I disagree. If you do those two things, and only those two things, you will throw literally millions of individuals with high risk/pre-exisiting conditions into a market that does not like to provide insurance to people with high risk/pre-existing conditions or, importantly, for people who the insurers think might have high risk/pre-exsiting conditions. Insurers know less about insureds' health than do the insureds, so insurers reasonably believe that the people who want insurance are the people who need insurance, so they have to charge more to cover that risk. The economist Kenneth Arrow won his Nobel for illuminating how asymmetric information and similar market failures are an unavoidable aspect of the insurance market; even one without government subsidies for employer-provided health insurance or by low deductibles. So, if you just throw the high risk to the necessarily inefficient individual insurance market, they will suffer.
And you can't avoid this by having the insureds keep skin in the game. High deductible policies are fine, but people will need insurance to cover big risks, and it is the big expensive problems that eat up most of the health care dollars. If it makes you feel better, have everyone pay for their own routine treatments, but don't expect to cut a lot off the health care bill.
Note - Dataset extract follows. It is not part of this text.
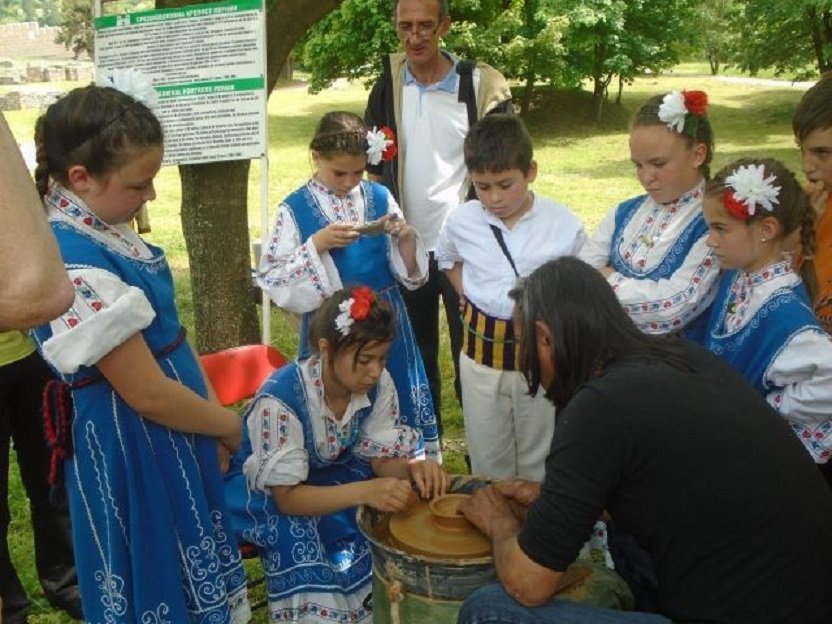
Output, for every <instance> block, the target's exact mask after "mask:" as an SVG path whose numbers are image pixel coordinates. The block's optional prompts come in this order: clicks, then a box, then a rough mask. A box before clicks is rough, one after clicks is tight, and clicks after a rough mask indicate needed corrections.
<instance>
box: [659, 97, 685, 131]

The people with extensive cancer treatments, long-term expensive illnesses and such will still eat up your dollars.
If you want an individual insurance market that actually functions, you have to take steps to create it. Because of the market failures Arrow articulated, an efficient market will not spontaneously generate. I guess that may be our biggest difference in viewpoint. You would want to eliminate the insurers' incentive to discriminate based on health status, such as pre-existing conditions, since that moots some of the information asymmetry problem, as well as a lot of transaction costs. If insurers can't discriminate on this basis, they have to compete on price and service, not underwriting ability, which is now a huge part of their game in the individual market. You also make it easier for insureds to shop around since they don't have to get physicals or wait for ratings results. And of course, people with pre-existing conditions can get insurance, which will help alleviate their suffering. But if you do this, then policies may get more expensive since high risk folks will be the first in line for insurance. So, to get every one in the pool, including the young invulnerables, you need a mandate.
I know you won't accept that. But, all politics aside, if you are even considering dumping your employer provided policy for an individual (non-ACA) policy, I would strongly recommend that you learn about what rights you have in your state to renew your policy. You might end up with the insurer dumping you after you get sick, or maybe "just" increasing your premium by multiples. It is a very serious matter to lose your group coverage rights. Bottom line: I stand by my statement that you should do your utmost to avoid having to get coverage under a pre-ACA individual policies (as opposed to a group policy), and if ACA should get repealed, and the Reps don't put ACA-like protections in place in the individual market, you should avoid the individual market then as well.